Enrica: E gli ultimi chilometri, mi sa che sono faticosi anche quelli. Non è che perché hai fatto gli altri… agli ultimi chilometri si stringe i denti.
Bruno: Io dico, guardate che siete al traguardo, ma dalla parte della partenza…
Valter: Una bella icona di quegli anni era il camion: in tutto quel casino di vita e di lavori, dopo pranzo, c’era sempre un camion parcheggiato lì sotto gli alberi, con loro due che andavano lì a farsi la pennichella… Come dire: era il centro di quel mondo. Questi due qui che devono volersi bene tra di loro…
Bruno: Per forza, perché in casa c’era troppo casino.
Enrica: È sempre stato un rifugio, nostro. Nostro, nostro, e solo nostro! Non permettevamo ad altri, e lo sapevano tutti…
Bruno: Bisogna relativizzare un po’ tutto. Anche l’amore. Noi siamo capaci di farlo, malamente! È un amore, come dicevo prima, ‘vario… ed avariato’. Ed è bello, perché è così. La vita ci pensa a purificarlo un po’. Bagai giò de doss, ma anche moglie, giò de doss. Noi mica dobbiamo andare in paradiso così abbracciati. Chi l’ha detto? Io devo render conto di quello che ho fatto io, mica di quel che fa lei. Non posso appropriarmi del bene che ha fatto lei e scaricare le mie colpe su di lei.

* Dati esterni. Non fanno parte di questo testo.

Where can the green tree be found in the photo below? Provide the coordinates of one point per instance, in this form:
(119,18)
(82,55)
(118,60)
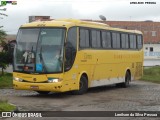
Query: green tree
(3,51)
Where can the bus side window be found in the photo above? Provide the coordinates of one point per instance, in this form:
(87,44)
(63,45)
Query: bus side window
(70,48)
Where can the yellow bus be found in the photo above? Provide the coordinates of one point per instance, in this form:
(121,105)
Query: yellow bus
(74,55)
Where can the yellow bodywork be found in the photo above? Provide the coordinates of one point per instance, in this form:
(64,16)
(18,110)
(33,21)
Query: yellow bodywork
(96,64)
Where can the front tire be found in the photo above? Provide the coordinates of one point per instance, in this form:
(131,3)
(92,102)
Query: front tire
(83,86)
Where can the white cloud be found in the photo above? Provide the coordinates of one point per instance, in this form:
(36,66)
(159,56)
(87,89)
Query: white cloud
(80,9)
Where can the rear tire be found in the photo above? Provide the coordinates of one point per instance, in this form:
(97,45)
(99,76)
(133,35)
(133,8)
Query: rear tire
(83,86)
(127,81)
(43,92)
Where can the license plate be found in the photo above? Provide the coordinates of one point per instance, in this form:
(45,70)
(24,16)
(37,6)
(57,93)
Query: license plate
(34,87)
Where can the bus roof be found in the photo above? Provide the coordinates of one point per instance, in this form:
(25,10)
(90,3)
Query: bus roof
(76,22)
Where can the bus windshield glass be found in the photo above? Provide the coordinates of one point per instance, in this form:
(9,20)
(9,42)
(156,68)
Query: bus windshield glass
(39,50)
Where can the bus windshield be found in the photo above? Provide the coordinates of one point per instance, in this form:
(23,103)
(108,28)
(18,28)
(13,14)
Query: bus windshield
(39,50)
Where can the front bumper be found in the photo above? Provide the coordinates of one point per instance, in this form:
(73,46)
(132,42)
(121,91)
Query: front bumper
(53,87)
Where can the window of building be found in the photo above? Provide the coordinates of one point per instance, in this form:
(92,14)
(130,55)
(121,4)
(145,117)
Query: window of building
(116,40)
(132,39)
(84,38)
(96,42)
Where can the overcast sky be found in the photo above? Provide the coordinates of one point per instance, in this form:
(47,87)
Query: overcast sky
(116,10)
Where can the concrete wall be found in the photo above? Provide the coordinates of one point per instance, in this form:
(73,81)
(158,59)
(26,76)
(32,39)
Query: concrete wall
(151,54)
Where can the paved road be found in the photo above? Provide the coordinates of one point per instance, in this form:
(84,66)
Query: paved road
(140,96)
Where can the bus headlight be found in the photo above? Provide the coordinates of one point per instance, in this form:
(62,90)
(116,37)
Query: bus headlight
(52,80)
(18,79)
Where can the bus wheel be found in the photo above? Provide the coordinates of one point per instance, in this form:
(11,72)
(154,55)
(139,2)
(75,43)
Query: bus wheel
(43,92)
(127,80)
(83,86)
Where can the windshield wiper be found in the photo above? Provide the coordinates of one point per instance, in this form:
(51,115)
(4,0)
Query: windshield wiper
(27,59)
(42,60)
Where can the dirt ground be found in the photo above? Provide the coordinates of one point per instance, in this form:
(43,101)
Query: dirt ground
(140,96)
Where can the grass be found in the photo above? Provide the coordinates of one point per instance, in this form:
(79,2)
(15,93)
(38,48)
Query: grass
(6,80)
(151,74)
(5,106)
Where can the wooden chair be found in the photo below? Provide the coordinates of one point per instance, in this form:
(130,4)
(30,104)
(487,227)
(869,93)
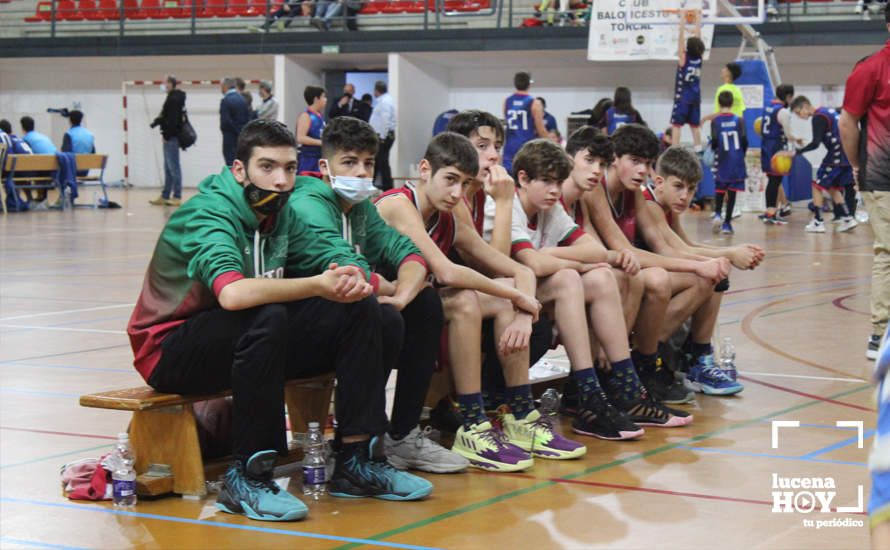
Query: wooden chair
(30,172)
(87,162)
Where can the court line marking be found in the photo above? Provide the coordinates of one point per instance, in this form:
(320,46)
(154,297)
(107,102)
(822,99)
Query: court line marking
(803,376)
(805,394)
(772,456)
(63,353)
(593,469)
(748,331)
(38,544)
(50,457)
(253,528)
(839,445)
(50,432)
(63,329)
(839,302)
(64,312)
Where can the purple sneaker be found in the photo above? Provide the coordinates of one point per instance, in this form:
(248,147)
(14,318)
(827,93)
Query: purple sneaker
(486,448)
(536,435)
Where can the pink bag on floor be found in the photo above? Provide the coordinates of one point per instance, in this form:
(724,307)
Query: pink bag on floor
(87,479)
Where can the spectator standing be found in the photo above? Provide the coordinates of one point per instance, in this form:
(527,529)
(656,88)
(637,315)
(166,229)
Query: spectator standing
(383,120)
(233,115)
(867,103)
(170,121)
(269,107)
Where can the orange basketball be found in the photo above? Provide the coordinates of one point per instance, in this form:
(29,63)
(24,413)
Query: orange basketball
(781,162)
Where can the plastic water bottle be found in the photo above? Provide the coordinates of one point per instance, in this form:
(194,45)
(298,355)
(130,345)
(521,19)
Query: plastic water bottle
(549,402)
(314,462)
(123,476)
(727,358)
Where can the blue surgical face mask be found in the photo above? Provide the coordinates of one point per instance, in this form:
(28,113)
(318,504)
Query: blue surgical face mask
(351,189)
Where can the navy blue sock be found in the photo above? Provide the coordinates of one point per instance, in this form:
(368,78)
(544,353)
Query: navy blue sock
(471,409)
(623,380)
(588,383)
(520,400)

La vita è così: è piena di cose belle e cose brutte e io devo imparare dalle une e dalle altre. Siamo stati capaci di rispettarci, anche nella nostra autonomia: l’Enrica in cucina ci mandava via e non soltanto in cucina! Ed è giusto. Francoforte a me mi mandava a quel paese, litigavamo, e se non siamo arrivati alle mani poco ci mancava, ma quando parlava l’Enrica… parlava l’Enrica!Anche con le donne che sono venute da noi, che sono entrate nella ‘sua’ cucina, e lei diceva sempre di no, io non ho mica bisogno di aiuto… eh, imparare ad accettare l’aiuto degli altri è stato un bel cammino, mica da poco. E anche io ho dovuto imparare: bagai giò de doss l’ho imparato un po’ alla volta. Ognuno porti il suo zaino, semmai si accetta di andare adagio (ti aspetto), ma ognuno porti il suo zaino, faccio già fatica a portare il mio.
Mi sembra uno stile di vita necessario, per vivere una vita così. O impari, o ti fai del male.
Valter: Qui vien fuori la saggezza accumulata nei quarant’anni…
Enrica: Eh…, la miseria! Più vai avanti e più ti rendi conto della miseria, altro che della saggezza.
Bruno: Io mi rendo conto che ho il cuore di pietra. Ho trascinato altri, forse li ho illusi; e scopro che sono ancora di pietra io; faccio fatica…
Enrica: Questo io no, non mi sento di avere trascinato nessuno, piuttosto me li sono trovati in casa. E il cuore di pietra… ci sta. Quante volte con certi ragazzi, pieni di problemi e di bisogno, quanta fatica che ho fatto, ad accettarli, a tenerli in casa.
Bruno: Pieni di problemi, magari fisici, ma il problema vero era “Perché la mia mamma mi ha abbandonato?”; e sai che quella domanda tu non potrai mai saziarla. E si inventano storie… E il cuore di pietra tu ce l’hai, ma non puoi essere diverso, serve per prendere coscienza che ce l’hai…
Valter: Anche tra marito e moglie a volte ti senti di avere il cuore ‘avariato’: vorresti amare meglio, e non ci riesci. E poi, una certa sete non te la sazia proprio nessuno… Forse solo in Gesù, o forse solo nell’aldilà.
Bruno: La redenzione, io la vedo così: Lui ha tolto l’avaria che c’è nel nostro amare. Lui è un amore diverso e ci ha redento. Comunque, io non ci rinuncerei, dovessi rinascere cento volte, ripartirei sempre da zero, con questa storia. Il problema è che il mondo si illude, pensa di potersi redimere senza la redenzione. Credono di essere autosufficienti. Il mondo non è autosufficiente! Beati i poveri, cioè quelli che hanno bisogno. Gesù dice beati voi, quelli che riconoscete di aver bisogno; invece, quelli che si illudono di non aver bisogno, sono arrabbiati…
Enrica: L’unico peccato che non può essere perdonato è se non lo riconosci, non riconosci il bisogno.